It can happen that we have redundant data in our tables. This data needs to be handled it can lead to incorrect query results and data mismatches. We will look at the best way to handle duplicates.
An easy way to detect duplicates in our data is to use a query with the syntax
SELECT <column-name>,COUNT(<column-name>)
FROM <table_name>
GROUP BY <colum-name>
HAVING COUNT(column-name) > 1;
SELECT first_name, COUNT(first_name)
FROM employees
GROUP BY first_name
HAVING COUNT(first_name) > 1;
We can extend this to as many columns as we need. We just need to add the count<column_name> > 1 in the having cluase for each of the columns we need.

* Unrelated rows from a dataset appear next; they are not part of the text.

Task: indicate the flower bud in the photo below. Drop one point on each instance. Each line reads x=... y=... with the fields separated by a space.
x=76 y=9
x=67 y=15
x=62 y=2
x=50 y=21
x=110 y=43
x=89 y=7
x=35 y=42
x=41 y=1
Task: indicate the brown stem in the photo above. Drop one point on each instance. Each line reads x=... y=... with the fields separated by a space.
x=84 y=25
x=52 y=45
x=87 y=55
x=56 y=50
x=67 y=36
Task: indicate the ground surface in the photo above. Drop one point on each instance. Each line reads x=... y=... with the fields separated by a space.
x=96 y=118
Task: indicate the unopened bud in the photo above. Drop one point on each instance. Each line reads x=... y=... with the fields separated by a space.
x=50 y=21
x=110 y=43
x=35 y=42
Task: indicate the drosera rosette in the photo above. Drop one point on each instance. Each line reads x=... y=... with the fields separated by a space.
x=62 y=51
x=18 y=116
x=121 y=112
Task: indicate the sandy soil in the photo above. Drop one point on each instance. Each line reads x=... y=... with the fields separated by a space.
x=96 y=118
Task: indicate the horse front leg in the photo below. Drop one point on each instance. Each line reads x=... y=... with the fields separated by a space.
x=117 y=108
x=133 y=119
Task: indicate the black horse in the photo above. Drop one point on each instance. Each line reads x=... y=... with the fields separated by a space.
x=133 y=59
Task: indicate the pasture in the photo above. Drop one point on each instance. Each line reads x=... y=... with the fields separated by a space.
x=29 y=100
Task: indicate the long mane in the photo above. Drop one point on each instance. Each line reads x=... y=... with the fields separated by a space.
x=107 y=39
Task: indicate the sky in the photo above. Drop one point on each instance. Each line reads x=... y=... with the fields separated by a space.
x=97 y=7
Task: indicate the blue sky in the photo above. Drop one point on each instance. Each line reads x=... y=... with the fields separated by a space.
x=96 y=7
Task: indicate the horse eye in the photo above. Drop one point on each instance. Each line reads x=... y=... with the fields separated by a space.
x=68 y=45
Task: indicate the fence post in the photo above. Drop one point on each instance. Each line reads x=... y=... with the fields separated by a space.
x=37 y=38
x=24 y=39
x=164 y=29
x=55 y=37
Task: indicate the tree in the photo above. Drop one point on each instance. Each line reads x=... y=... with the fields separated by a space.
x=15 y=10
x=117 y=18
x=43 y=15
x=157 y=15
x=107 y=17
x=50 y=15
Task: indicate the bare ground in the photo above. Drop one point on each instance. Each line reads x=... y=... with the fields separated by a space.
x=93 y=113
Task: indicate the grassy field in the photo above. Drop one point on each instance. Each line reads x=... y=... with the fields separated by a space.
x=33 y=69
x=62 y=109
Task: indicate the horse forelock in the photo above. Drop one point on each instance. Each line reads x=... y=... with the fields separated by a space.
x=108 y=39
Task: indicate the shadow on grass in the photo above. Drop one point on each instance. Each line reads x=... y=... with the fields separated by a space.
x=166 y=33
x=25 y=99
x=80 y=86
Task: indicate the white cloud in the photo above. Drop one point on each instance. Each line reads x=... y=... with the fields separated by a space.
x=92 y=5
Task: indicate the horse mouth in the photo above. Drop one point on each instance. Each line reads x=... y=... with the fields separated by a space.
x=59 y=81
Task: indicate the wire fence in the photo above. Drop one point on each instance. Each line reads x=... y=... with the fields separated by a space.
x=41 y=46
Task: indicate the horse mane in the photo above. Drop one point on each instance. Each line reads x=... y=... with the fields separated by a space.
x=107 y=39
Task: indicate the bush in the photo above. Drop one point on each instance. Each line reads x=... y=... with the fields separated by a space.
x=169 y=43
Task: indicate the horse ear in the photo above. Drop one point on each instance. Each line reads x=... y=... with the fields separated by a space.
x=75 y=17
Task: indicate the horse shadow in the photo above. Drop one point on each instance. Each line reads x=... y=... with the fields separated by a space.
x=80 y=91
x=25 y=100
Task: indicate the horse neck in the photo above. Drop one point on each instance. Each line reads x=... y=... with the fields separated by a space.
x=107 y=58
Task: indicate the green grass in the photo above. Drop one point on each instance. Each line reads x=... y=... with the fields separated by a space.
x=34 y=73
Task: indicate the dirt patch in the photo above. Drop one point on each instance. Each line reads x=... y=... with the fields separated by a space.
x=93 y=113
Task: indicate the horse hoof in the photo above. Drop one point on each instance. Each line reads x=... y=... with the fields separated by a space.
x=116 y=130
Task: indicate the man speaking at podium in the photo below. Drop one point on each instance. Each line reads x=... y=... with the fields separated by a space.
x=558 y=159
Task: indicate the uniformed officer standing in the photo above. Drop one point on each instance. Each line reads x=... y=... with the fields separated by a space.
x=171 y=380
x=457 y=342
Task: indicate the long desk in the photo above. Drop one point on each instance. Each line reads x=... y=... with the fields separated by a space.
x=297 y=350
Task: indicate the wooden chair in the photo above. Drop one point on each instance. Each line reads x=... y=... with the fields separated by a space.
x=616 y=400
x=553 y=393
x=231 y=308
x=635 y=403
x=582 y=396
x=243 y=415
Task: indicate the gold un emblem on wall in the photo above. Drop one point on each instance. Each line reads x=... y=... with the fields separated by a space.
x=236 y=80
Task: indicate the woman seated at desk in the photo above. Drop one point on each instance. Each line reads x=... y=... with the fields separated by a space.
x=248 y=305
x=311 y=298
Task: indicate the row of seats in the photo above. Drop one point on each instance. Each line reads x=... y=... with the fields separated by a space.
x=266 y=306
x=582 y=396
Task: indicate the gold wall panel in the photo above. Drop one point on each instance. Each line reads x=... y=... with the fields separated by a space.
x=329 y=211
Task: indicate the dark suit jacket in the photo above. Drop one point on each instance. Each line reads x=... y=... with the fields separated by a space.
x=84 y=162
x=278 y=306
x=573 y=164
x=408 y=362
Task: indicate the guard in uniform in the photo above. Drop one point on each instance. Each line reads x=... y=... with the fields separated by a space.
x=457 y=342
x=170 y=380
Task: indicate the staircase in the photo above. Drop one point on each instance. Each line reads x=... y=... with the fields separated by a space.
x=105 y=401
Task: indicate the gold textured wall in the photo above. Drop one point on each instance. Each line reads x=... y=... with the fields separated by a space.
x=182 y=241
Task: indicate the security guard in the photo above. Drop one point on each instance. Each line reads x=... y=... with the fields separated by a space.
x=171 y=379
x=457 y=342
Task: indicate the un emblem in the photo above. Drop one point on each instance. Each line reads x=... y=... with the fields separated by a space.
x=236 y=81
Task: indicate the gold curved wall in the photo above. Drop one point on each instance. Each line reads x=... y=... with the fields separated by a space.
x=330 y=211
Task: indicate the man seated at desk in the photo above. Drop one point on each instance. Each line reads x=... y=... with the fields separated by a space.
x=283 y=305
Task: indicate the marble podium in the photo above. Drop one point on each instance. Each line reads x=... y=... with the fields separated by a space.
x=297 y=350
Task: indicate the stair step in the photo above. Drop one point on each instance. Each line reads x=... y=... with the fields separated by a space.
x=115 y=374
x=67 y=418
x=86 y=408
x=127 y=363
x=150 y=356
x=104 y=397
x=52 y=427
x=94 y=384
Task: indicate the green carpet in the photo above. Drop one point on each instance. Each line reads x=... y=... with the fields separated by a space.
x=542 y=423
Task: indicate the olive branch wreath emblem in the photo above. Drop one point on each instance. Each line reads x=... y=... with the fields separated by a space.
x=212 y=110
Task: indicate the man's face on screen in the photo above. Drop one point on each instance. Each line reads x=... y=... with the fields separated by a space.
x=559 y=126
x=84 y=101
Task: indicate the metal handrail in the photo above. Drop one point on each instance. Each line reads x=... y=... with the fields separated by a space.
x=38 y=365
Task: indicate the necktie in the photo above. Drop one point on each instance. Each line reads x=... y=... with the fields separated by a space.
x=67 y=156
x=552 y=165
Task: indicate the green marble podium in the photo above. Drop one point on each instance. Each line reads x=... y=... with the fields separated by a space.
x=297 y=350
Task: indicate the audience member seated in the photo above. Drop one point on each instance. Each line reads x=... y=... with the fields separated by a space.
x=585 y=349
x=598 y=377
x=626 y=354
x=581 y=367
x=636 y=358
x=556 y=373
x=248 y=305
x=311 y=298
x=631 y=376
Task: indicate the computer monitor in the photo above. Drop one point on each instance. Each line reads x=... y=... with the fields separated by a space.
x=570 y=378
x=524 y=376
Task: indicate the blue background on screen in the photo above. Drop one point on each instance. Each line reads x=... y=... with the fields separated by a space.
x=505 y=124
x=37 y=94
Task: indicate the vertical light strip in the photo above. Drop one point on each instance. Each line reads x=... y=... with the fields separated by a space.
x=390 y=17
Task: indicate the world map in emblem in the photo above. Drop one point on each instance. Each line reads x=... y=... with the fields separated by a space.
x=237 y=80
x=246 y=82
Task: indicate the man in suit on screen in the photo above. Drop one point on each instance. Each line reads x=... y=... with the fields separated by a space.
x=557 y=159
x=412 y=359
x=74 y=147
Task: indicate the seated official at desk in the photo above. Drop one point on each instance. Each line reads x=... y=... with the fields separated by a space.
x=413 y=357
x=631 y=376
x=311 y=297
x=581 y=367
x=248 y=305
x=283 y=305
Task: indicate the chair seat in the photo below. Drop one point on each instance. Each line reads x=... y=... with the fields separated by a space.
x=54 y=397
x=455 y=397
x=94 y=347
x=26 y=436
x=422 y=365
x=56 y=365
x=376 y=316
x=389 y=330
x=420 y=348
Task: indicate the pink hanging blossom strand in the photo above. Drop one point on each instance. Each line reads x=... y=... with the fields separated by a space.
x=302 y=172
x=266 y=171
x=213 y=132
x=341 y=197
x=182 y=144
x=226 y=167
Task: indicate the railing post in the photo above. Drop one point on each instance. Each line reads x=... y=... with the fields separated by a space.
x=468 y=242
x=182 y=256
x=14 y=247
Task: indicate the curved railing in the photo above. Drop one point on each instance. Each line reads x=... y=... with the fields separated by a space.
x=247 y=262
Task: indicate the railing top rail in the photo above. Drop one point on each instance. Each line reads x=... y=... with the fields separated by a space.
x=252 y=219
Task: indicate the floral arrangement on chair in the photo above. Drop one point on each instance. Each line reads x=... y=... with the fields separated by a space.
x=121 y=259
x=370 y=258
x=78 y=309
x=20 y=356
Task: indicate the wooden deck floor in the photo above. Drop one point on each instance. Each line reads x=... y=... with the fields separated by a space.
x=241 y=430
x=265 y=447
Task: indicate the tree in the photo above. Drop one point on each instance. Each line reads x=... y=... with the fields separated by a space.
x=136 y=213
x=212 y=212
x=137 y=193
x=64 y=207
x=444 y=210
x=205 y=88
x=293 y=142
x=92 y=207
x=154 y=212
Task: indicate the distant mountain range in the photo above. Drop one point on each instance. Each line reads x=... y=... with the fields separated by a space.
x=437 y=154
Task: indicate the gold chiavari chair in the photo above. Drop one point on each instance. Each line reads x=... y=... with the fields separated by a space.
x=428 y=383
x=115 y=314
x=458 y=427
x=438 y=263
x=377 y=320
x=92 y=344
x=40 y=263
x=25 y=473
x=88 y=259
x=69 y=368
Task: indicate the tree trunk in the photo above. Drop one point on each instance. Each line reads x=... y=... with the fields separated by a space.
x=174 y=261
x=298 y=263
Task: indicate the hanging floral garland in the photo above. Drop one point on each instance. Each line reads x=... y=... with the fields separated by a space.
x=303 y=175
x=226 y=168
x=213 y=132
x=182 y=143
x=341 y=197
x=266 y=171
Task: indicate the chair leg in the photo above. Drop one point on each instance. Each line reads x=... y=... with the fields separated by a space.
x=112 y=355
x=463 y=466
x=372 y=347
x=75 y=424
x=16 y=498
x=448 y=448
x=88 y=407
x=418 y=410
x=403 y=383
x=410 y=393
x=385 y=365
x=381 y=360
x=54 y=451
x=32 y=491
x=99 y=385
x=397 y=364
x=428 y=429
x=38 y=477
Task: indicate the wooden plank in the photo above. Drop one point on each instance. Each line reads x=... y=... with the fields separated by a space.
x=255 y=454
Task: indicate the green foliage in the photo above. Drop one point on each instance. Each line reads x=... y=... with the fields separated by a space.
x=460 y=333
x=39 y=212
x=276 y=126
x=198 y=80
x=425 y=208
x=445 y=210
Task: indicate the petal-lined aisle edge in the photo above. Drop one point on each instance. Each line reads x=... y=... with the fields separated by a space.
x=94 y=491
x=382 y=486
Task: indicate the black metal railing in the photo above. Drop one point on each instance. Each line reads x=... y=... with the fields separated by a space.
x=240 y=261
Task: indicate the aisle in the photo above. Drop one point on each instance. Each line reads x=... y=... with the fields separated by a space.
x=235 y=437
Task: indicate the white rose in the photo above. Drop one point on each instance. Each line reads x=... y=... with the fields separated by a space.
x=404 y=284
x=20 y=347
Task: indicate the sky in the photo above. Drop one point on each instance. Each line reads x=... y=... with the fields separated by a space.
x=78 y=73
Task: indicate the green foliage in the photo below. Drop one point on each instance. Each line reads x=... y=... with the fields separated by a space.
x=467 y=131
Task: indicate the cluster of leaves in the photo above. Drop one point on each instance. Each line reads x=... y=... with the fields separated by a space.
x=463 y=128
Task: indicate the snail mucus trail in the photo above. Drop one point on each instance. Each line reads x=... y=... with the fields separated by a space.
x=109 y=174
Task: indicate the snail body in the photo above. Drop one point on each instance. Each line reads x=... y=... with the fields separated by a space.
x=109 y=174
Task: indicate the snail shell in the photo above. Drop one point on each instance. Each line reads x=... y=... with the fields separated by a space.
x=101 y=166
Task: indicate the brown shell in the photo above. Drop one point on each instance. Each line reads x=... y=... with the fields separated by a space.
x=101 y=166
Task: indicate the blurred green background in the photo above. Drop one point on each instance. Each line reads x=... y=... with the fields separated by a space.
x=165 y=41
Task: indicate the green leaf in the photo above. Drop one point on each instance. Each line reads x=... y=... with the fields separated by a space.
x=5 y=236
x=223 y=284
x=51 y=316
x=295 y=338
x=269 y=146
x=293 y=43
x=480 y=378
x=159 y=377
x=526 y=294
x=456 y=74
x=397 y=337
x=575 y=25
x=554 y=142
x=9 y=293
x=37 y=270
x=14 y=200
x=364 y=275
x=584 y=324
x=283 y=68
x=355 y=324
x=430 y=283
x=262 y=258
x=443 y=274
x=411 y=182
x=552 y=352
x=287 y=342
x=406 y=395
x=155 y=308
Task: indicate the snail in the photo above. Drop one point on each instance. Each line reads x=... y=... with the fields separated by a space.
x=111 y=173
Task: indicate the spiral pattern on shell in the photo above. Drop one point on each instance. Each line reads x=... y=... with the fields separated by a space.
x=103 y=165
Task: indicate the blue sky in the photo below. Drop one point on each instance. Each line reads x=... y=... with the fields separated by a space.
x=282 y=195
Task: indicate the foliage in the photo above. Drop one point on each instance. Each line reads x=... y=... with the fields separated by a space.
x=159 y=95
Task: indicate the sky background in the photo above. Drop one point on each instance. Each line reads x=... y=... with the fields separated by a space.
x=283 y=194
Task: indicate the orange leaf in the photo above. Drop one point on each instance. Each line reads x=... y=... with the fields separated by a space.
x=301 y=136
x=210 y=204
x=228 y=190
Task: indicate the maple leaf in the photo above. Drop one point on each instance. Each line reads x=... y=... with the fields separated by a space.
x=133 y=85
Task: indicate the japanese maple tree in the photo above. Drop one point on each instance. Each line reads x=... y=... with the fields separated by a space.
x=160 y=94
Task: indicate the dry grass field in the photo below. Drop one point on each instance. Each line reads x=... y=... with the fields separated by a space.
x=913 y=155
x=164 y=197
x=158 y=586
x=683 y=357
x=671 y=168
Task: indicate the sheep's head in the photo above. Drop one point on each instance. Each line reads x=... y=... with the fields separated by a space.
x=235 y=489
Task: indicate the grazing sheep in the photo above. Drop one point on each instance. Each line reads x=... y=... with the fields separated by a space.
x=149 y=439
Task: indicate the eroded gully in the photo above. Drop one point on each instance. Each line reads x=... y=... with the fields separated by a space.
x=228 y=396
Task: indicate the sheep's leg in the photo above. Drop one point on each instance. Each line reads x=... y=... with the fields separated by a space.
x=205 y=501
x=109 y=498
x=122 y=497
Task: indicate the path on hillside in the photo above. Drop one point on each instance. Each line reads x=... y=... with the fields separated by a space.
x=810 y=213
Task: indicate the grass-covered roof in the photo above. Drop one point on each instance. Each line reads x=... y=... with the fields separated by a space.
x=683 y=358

To Delete duplicate records, we can use the delete JOIN statement. The Basic syntax of a Delete Join is
DELETE [target table]
FROM [table1]
INNER JOIN [table2]
ON [table1.[joining column] = [table2].[joining column]
WHERE [condition];
DELETE t1 FROM employees t1 INNER JOIN employees t2
ON t1.first_name = t2.first_name
WHERE t2.emp_id > t1.emp_id;
We can recheck duplicate records using the below Query,
SELECT first_name, COUNT(first_name)
FROM employees
GROUP BY first_name
HAVING COUNT(first_name) > 1;